I just realized that my latest FIRE spreadsheet double-counts my expenses. I figure up a "FIRE net worth" and a "spending number" and take the ratio, and then project forward based on inflation, my contributions, my expected returns, etc., when that ratio will hit 4%.

One of the things I subtract from my "FIRE net worth" is the NPV of my future significant liabilities, one of which is the child support I must pay for the next ~13.5 years.

One of the things I include in my "spending number" is that same child support.

Whoopsies, I think I double-counted, yes?

Since CS is my single largest monthly expense and perhaps 25% of my total spending, this is a significant issue for me to correct.

The last time I made a mistake of this magnitude was when I was in college and I had all this extra money in my checking account and was getting pretty excited. Then I got curious as to why this month was different.

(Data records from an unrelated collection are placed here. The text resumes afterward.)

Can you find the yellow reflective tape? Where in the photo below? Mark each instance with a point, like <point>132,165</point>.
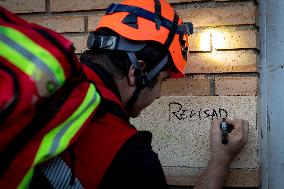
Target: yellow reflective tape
<point>70,127</point>
<point>36,50</point>
<point>17,59</point>
<point>27,180</point>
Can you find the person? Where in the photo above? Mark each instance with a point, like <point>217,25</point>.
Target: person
<point>137,45</point>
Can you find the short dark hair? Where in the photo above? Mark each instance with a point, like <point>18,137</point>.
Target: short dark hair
<point>117,63</point>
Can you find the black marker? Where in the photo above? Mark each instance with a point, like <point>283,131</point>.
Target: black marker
<point>226,128</point>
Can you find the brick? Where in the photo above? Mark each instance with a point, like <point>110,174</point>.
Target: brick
<point>187,176</point>
<point>80,42</point>
<point>186,87</point>
<point>24,6</point>
<point>235,39</point>
<point>60,24</point>
<point>76,5</point>
<point>229,15</point>
<point>200,42</point>
<point>226,86</point>
<point>180,126</point>
<point>222,62</point>
<point>93,21</point>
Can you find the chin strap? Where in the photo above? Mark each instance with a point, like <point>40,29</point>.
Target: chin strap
<point>142,79</point>
<point>119,43</point>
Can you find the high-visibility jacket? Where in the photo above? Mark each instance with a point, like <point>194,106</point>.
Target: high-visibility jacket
<point>88,159</point>
<point>45,99</point>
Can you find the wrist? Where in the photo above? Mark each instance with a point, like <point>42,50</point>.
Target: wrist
<point>220,163</point>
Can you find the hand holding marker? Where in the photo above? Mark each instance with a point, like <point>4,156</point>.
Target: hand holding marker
<point>226,128</point>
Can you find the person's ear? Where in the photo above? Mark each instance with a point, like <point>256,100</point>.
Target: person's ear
<point>131,73</point>
<point>142,65</point>
<point>131,76</point>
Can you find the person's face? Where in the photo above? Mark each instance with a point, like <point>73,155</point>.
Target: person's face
<point>148,95</point>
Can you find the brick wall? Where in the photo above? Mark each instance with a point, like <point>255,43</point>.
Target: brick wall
<point>222,67</point>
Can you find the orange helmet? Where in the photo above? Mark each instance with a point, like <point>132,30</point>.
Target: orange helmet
<point>150,20</point>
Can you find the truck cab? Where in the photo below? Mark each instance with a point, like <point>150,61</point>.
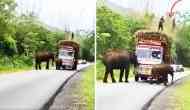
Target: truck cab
<point>148,54</point>
<point>151,48</point>
<point>67,55</point>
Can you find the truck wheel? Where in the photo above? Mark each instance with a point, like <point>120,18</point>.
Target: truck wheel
<point>136,77</point>
<point>57,67</point>
<point>74,67</point>
<point>165,81</point>
<point>143,78</point>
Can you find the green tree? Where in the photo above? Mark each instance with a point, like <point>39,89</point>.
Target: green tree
<point>114,30</point>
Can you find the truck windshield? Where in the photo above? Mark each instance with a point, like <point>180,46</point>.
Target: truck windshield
<point>66,53</point>
<point>156,54</point>
<point>148,55</point>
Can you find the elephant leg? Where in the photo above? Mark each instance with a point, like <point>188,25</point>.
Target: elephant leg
<point>47,65</point>
<point>112,76</point>
<point>39,65</point>
<point>36,65</point>
<point>121,75</point>
<point>106,76</point>
<point>126,74</point>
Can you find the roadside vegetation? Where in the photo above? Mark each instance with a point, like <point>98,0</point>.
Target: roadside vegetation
<point>23,34</point>
<point>182,96</point>
<point>88,88</point>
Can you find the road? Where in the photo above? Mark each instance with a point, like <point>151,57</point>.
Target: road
<point>32,89</point>
<point>128,96</point>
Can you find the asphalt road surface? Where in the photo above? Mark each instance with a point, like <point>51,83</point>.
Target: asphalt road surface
<point>128,96</point>
<point>32,89</point>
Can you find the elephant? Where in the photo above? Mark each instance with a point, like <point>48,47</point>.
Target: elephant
<point>44,56</point>
<point>118,59</point>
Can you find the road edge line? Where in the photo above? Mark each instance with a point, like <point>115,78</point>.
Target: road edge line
<point>149,103</point>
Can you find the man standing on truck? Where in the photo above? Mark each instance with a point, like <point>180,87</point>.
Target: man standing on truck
<point>160,24</point>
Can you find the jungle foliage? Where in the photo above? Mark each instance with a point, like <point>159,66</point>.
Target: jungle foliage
<point>21,35</point>
<point>115,30</point>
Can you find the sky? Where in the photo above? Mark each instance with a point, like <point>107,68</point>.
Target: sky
<point>158,7</point>
<point>63,14</point>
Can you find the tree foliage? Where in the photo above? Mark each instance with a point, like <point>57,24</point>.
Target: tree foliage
<point>114,30</point>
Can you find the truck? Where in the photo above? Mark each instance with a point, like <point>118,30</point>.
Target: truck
<point>67,56</point>
<point>151,48</point>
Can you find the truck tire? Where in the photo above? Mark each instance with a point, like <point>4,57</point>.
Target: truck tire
<point>57,67</point>
<point>143,78</point>
<point>74,67</point>
<point>136,77</point>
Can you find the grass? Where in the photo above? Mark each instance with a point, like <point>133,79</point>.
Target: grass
<point>100,71</point>
<point>88,89</point>
<point>182,96</point>
<point>8,70</point>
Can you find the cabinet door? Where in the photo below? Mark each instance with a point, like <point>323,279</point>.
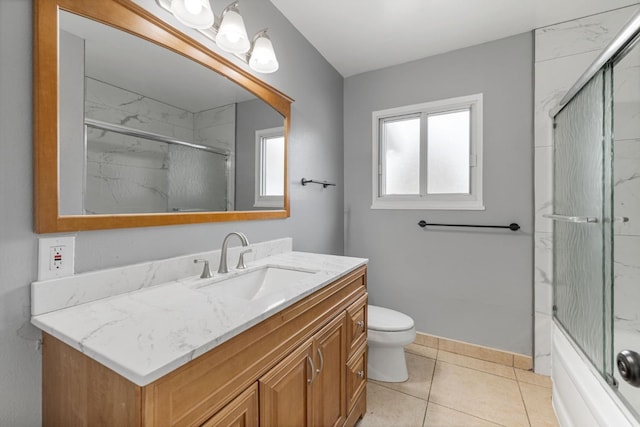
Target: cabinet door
<point>285,390</point>
<point>356,376</point>
<point>329,402</point>
<point>240,412</point>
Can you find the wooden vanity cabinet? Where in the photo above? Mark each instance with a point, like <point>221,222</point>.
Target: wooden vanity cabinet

Turns out I had forgotten to pay my rent.

2Cor521
A soon-to-be MBA who probably shouldn't claim any special abilities in accounting....
 
My favorite trick is getting sloppy with Quicken data entry.

Its 2005 incarnation is a little bossy in its investment-transaction formatting by forcing you to tell it the stock or fund dollar amount as well as the number of shares. Then it helpfully calculates the share price (based solely on your data entry) and immediately updates your portfolio value with that share price-- whether you think that's a good idea or not.

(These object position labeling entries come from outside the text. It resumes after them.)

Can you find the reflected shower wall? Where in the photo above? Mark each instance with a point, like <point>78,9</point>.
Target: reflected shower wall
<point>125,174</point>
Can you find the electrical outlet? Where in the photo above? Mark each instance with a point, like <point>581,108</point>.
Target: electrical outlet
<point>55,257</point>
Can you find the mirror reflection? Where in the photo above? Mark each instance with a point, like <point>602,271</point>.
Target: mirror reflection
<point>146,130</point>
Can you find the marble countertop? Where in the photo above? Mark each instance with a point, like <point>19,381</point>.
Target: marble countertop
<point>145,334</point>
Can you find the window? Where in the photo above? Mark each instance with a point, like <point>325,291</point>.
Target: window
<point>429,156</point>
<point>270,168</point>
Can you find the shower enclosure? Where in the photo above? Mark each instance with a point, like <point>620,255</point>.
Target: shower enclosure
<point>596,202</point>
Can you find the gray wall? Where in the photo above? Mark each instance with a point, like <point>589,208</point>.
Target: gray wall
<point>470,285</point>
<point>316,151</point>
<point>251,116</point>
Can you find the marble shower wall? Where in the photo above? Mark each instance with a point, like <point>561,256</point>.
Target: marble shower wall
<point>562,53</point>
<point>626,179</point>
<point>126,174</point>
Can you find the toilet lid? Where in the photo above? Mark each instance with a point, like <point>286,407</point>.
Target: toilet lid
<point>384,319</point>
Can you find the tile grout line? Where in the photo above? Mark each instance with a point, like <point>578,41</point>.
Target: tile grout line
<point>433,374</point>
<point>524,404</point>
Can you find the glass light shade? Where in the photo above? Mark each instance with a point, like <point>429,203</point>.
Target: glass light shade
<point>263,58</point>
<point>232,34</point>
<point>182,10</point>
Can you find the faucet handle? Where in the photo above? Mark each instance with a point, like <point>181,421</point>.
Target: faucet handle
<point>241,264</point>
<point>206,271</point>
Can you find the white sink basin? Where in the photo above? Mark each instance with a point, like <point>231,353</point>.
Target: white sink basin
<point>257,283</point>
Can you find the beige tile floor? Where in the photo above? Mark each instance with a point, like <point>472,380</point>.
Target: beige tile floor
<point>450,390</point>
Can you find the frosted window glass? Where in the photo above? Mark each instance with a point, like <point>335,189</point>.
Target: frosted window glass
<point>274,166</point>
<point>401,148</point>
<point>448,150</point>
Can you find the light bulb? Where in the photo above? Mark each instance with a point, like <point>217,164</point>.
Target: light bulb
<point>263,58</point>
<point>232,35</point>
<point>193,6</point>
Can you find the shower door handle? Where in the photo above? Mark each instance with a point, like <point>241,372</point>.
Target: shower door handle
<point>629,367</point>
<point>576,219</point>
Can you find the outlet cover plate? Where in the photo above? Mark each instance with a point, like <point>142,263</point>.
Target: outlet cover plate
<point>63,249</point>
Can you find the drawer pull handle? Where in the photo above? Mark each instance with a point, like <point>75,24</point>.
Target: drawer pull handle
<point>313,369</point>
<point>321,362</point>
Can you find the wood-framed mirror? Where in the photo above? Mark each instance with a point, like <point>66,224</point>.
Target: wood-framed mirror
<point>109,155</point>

So if you slip a decimal or fumble the data entry, your mutual fund share value can skyrocket from $30 to $47.92186, or a money market can scream up from $1/share to $10/share. Good luck figuring out why you're so rich all of a sudden...
 
Yep, I've had that happen before. It was especially helpful to me when Quicken calculated share price of my employer's stock -- of which I owned a large number of shares because I was in the ESPP -- based on my DRIP purchases of like 0.013 shares for $0.03 and coming up with a share price that was off by five or ten dollars.

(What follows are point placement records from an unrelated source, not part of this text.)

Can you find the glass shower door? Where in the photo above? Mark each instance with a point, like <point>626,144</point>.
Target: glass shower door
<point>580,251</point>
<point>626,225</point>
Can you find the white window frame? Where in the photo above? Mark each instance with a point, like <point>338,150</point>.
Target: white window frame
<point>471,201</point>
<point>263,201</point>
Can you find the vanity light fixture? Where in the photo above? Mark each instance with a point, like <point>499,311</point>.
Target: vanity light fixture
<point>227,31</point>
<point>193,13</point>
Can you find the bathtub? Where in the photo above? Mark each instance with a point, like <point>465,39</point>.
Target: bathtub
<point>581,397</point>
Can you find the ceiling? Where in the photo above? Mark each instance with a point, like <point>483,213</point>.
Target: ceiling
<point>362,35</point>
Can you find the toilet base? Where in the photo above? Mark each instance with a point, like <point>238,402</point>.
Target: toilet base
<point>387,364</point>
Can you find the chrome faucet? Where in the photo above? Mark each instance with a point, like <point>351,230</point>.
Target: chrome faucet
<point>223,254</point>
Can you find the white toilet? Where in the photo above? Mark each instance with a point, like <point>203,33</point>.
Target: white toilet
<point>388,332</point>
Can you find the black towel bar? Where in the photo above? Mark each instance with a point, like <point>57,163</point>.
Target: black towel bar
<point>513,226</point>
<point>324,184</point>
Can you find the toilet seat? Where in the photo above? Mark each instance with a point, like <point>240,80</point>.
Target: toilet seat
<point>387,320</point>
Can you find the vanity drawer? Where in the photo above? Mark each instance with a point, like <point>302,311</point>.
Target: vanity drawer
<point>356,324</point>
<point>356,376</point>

As you probably know, you can go in and edit the stock price history and delete those prices if you don't want Quicken to use them. Click on the security name and poke around; you'll find it.

2Cor521.
 
SecondCor521 said:
As you probably know, you can go in and edit the stock price history and delete those prices if you don't want Quicken to use them. Click on the security name and poke around; you'll find it.
Killjoy. I'd leave it there and enjoy being a multi-decamillionaire until the next price-update download.